The observable-scale layer.

The problem

The base units are physics-complete — every standard equation works — but their magnitudes are atomic. A flip is 0.7 nanoseconds. A flip-length is 21 centimeters. A quantum is six millionths of an electronvolt. An observer working at human or astrophysical scales would spend all their time managing powers of ten. The named tier exists to solve this.

One rule

Every named-tier unit is exactly 10¹⁰ × its base counterpart. The uppercase interstitial letter encodes the jump: Ht☉HT☉. The case distinction is load-bearing — it is the 10¹⁰, not a style choice.

Four named units

HT☉ BLIP — Baseline Increment Protium

10¹⁰ × Ht☉ ≈ 7.04 s

About one slow breath. A human-familiar timescale derived entirely from the hydrogen atom.
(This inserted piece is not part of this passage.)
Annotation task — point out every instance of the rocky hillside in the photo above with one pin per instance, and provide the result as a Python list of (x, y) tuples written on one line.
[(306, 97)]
HL☉ CLIP — Common Length Increment Protium

10¹⁰ × Hl☉ ≈ 2.11 × 10⁹ m

About 2.1 million kilometers — several times the Earth–Moon distance. An astrophysical but graspable length.

HE☉ QUIP — Quantum Unit Increment Protium

10¹⁰ × He☉ ≈ 58.74 keV

The energy of a hard X-ray photon — well into the regime of nuclear and high-energy physics.

HM☉ CHIP — Core Hydrogen Increment Protium

10¹⁰ × Hm☉ ≈ 16.73 fg

The mass of ten billion protons — roughly the mass of a virus.

c = 1 survives

At the base tier, c = 1 Hl☉/Ht☉. At the named tier, c = 1 HL☉/HT☉ = 1 CLIP/BLIP. The 10¹⁰ appears in both numerator and denominator and cancels. c = 1 is tier-invariant. Not every quantity is tier-invariant — products like h = E·τ pick up the scale factor, which is why the base tier remains the physics-native layer. Ratios like c are the scale-free exception. The named tier is not a separate system — it is a view of the same structure at a different scale.